Jam setengah sembilan permainan itu dimulai. Di atas panggung ada seorang penyanyi ditemani pemain musik talempong dan peniup bansi. Penyanyi itu mendendangkan pantun-pantun yang setiap pantun menjelaskan nomor. Dia berdendang diiringi suara bansi dan talempong. Kali ini musik dan irama lagunya tidak menghiba-hiba seperti lagu saluang. Setiap kali penyanyi itu mengambil sebuah koin angka dari sebuah kaleng, lalu menyebutkan angka yang tertera itu dengan pantun-pantun yang sesuai. Pada saat yang sama lampu dengan angka yang dicabutnya itu menyala di board angka-angka. Setelah mengeluarkan beberapa buah angka, kaleng koin itu diguncangnya, menambah heboh suasana. Peserta main kim sibuk mencoret setiap angka yang keluar di kartu mereka masing-masing dengan kapur yang disediakan. Sambil mereka terangguk-angguk mengikuti irama lagu tukang nyanyi. Peserta main kim ini adalah para turis, bahkan orang-orang asing. Mereka ikut menikmati dendang yang seronok diiringi bunyi bansi dan talempong yang juga seronok. Sedangkan angka yang keluar cukup mereka lihat dari board angka-angka karena mereka tidak mengerti isi pantun tukang nyanyi kim. Setelah beberapa waktu berlalu, dan jumlah angka-angka yang keluar sudah lebih dari separo, tiba-tiba seseorang berteriak sambil mengacungkan kartunya. Kelihatannya dia sudah berhasil memenuhi lima kolom dan tiga baris angka atau lima belas angka dalam kolom-kolom yang berurutan. Kartu itu diserahkannya kepada penyanyi di atas panggung.

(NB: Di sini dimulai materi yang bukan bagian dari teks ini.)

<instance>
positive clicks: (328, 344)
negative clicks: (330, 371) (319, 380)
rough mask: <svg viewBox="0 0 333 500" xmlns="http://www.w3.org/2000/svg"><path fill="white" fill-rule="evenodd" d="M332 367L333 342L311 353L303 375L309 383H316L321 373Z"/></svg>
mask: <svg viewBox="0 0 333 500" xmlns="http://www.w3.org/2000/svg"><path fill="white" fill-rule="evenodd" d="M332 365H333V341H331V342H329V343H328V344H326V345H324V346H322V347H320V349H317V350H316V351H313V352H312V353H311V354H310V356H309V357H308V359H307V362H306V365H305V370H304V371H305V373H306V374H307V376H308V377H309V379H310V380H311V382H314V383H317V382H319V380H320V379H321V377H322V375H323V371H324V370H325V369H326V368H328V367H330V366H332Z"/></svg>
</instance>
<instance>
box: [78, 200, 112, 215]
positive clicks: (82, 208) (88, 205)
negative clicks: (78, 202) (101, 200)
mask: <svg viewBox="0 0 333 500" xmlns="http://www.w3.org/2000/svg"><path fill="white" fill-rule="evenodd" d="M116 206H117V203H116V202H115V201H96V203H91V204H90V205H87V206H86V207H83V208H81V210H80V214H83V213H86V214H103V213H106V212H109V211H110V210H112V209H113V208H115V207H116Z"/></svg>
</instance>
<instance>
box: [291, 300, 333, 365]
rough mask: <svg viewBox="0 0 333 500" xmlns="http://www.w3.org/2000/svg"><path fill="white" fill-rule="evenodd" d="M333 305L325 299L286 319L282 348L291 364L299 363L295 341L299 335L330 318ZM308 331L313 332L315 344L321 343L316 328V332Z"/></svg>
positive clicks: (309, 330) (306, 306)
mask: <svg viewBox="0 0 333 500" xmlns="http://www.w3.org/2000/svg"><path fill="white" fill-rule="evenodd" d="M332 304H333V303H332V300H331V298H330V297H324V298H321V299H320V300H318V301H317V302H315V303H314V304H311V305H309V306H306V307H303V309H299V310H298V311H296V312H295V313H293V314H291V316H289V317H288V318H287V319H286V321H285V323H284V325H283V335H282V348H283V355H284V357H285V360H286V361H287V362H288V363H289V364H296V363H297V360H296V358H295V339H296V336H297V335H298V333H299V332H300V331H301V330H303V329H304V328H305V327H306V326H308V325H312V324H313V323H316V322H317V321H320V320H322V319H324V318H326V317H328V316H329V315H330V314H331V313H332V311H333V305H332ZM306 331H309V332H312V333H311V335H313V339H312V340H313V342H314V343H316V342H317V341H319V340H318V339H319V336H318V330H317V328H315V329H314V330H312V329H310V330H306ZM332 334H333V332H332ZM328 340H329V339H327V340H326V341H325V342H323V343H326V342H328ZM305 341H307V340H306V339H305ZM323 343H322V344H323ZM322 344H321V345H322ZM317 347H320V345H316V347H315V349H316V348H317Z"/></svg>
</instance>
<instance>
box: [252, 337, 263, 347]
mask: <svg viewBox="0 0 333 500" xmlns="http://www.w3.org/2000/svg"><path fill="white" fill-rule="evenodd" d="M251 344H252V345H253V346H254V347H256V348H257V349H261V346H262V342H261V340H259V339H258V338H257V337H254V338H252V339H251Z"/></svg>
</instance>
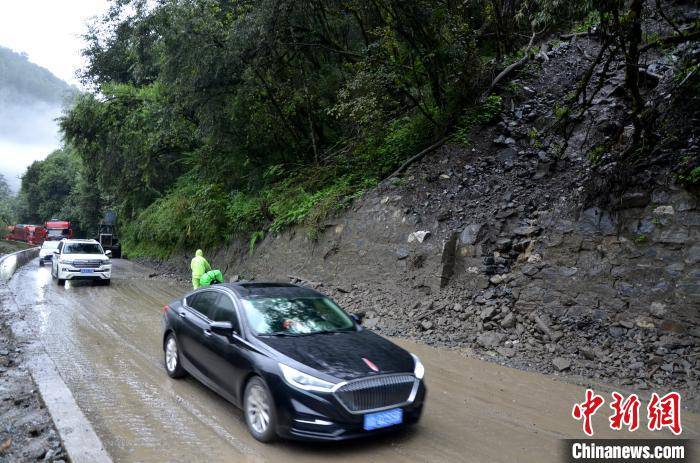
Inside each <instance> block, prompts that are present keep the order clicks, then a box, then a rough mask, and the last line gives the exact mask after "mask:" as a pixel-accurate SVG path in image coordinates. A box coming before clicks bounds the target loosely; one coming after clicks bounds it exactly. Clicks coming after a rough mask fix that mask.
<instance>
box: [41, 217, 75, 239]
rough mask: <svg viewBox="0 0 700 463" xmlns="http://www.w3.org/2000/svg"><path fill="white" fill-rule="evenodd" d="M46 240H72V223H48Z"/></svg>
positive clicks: (51, 221) (52, 220) (58, 220)
mask: <svg viewBox="0 0 700 463" xmlns="http://www.w3.org/2000/svg"><path fill="white" fill-rule="evenodd" d="M44 228H46V240H47V241H53V240H62V239H63V238H72V237H73V230H72V229H71V228H70V222H68V221H64V220H50V221H48V222H46V224H45V227H44Z"/></svg>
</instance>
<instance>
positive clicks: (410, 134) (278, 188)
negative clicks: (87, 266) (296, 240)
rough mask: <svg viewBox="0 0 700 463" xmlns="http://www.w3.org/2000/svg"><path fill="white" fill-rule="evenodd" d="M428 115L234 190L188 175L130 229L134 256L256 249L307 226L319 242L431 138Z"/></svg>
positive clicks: (415, 152)
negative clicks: (300, 227) (405, 161)
mask: <svg viewBox="0 0 700 463" xmlns="http://www.w3.org/2000/svg"><path fill="white" fill-rule="evenodd" d="M432 136H433V133H432V125H431V124H430V123H429V121H428V120H426V118H425V117H424V116H423V115H420V114H418V115H414V116H412V117H402V118H399V119H397V120H395V121H393V122H392V123H391V124H390V125H389V127H387V128H386V130H385V131H383V133H376V134H374V135H372V136H370V137H368V138H367V139H366V140H365V141H364V142H363V143H361V144H358V145H357V146H355V147H354V148H355V149H354V150H353V151H352V154H351V155H347V156H345V157H342V158H339V159H335V160H333V161H332V162H328V163H326V164H319V165H307V166H303V167H297V168H295V169H287V168H285V166H282V165H274V166H270V167H268V168H267V169H266V171H265V173H264V175H262V178H261V180H260V184H259V185H256V186H255V187H251V188H249V189H247V190H235V191H227V190H226V188H225V186H224V185H221V184H216V183H207V182H206V181H203V180H202V179H199V178H196V177H194V176H185V177H183V178H181V179H180V181H178V183H177V185H176V186H175V187H174V188H173V189H172V190H171V191H170V192H169V193H168V194H167V195H166V196H164V197H163V198H160V199H158V200H157V201H156V202H154V203H153V204H151V205H150V206H149V207H148V208H147V209H145V210H144V211H143V212H142V213H141V214H140V215H139V217H138V218H137V219H136V220H134V221H131V222H130V223H129V225H128V226H127V227H126V229H125V230H124V246H125V249H126V251H127V252H128V253H129V255H131V256H133V257H138V256H148V257H155V258H159V259H165V258H167V257H169V256H170V255H172V253H173V252H175V251H177V250H179V249H193V248H197V247H213V246H217V245H220V244H222V243H227V242H230V241H231V240H233V239H243V240H245V241H247V243H248V250H249V252H251V253H252V252H253V251H254V249H255V246H256V244H257V243H259V242H260V241H261V240H262V239H263V238H264V237H265V236H267V235H269V234H273V235H274V234H278V233H280V232H281V231H283V230H284V229H287V228H289V227H292V226H302V227H304V229H305V230H306V233H307V236H308V237H309V238H310V239H316V238H317V237H318V235H319V233H320V231H321V229H322V228H323V223H324V221H325V219H326V218H327V217H328V216H330V215H332V214H333V213H335V212H336V211H339V210H342V209H344V208H347V207H348V206H349V205H350V204H352V202H353V201H354V200H355V199H356V198H358V197H359V196H361V195H362V194H363V193H364V192H365V191H367V190H368V189H370V188H372V187H374V186H376V185H377V184H378V183H379V181H381V179H383V178H385V177H386V176H387V175H388V174H389V173H390V172H392V171H393V170H394V169H396V167H398V166H399V165H400V164H401V163H402V162H403V161H404V160H405V159H407V158H408V157H410V156H412V155H414V154H415V153H417V152H418V151H420V150H421V149H423V148H424V147H425V146H427V145H428V144H429V143H430V142H431V141H432Z"/></svg>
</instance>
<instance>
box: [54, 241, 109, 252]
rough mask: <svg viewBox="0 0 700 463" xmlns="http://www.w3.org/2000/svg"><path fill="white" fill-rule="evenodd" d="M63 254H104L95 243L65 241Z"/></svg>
mask: <svg viewBox="0 0 700 463" xmlns="http://www.w3.org/2000/svg"><path fill="white" fill-rule="evenodd" d="M63 254H104V252H103V251H102V246H100V245H99V244H97V243H66V244H65V245H64V246H63Z"/></svg>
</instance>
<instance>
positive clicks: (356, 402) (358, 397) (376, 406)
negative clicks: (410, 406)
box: [335, 374, 418, 413]
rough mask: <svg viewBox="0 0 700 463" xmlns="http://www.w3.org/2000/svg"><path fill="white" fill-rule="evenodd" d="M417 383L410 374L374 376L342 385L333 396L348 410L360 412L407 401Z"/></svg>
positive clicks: (338, 388)
mask: <svg viewBox="0 0 700 463" xmlns="http://www.w3.org/2000/svg"><path fill="white" fill-rule="evenodd" d="M417 383H418V380H417V379H416V377H415V376H413V375H410V374H399V375H382V376H374V377H369V378H362V379H358V380H354V381H350V382H348V383H346V384H344V385H342V386H341V387H339V388H338V389H337V390H336V391H335V396H336V398H337V399H338V400H339V401H340V403H342V404H343V406H345V408H347V409H348V411H349V412H351V413H361V412H366V411H370V410H378V409H382V408H390V407H394V406H397V405H401V404H405V403H407V402H409V401H410V399H411V396H412V393H413V389H414V387H415V386H416V385H417Z"/></svg>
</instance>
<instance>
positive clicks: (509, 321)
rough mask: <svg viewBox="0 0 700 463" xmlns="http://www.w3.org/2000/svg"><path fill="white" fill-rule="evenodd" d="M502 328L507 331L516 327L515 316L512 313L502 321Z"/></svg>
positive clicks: (507, 314) (508, 313) (504, 317)
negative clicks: (507, 329)
mask: <svg viewBox="0 0 700 463" xmlns="http://www.w3.org/2000/svg"><path fill="white" fill-rule="evenodd" d="M501 326H502V327H503V328H505V329H510V328H513V327H514V326H515V315H513V313H512V312H511V313H508V314H506V316H505V317H503V320H501Z"/></svg>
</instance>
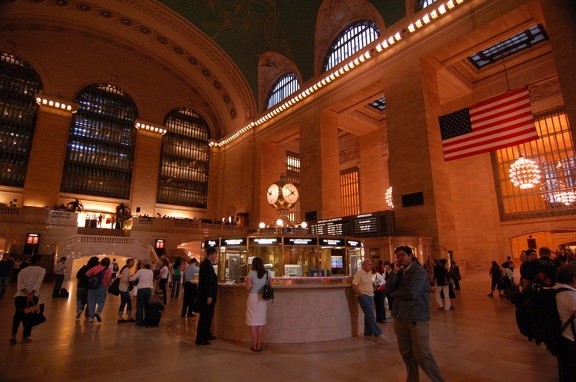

Si penyanyi memeriksa apakah dia betul-betul sudah memenangkan permainan. Ketika si penyanyi mengesahkan kemenangan itu, si pemenang diberi hadiah yang lucu-lucu. Ada yang mendapat hadiah boneka gajah. Permainan seri yang sama dilanjutkan sampai pemenang berikutnya juga berteriak memberi tahu bahwa dia juga sudah memenuhi kolom-kolom angkanya. Kali ini pemenangnya dapat hadiah sebuah peci. Agak lumayan.

Permainan kim akan berlanjut sampai jam sebelas malam. Aswin menyukai permainan ini dan ikut terangguk-angguk mendengar dendang si penyanyi. Tapi dia tidak terlalu perduli dengan angka-angka yang keluar. Karena capek juga setiap kali harus menengadah melihat angka yang menyala di papan board angka-angka.

‘Sudah jam sepuluh lebih, kamu belum ngantuk ?’ tanya Pohan ketika dia lihat Aswin sudah beberapa kali menguap.

‘He..he.. aku sudah ngantuk. Kita pulang ?’

‘Aku tahu kamu sudah ngantuk. Aku lihat kamu berkali-kali menguap. Tapi aku heran kok kamu masih betah,’ kata Pohan pula.

’Ya. Lagu kim ini memang asyik. Tapi, ya sudahlah. Mari kita pulang. Pasti kamu juga sudah kecapekan,’ ujar Aswin sambil berdiri dari tempat duduknya.

Mereka segera menuju pulang ke Koto Gadang. Untuk segera tidur. Karena hari ini sangat melelahkan. Namun sangat berkesan. Melihat semua yang indah dan menakjubkan.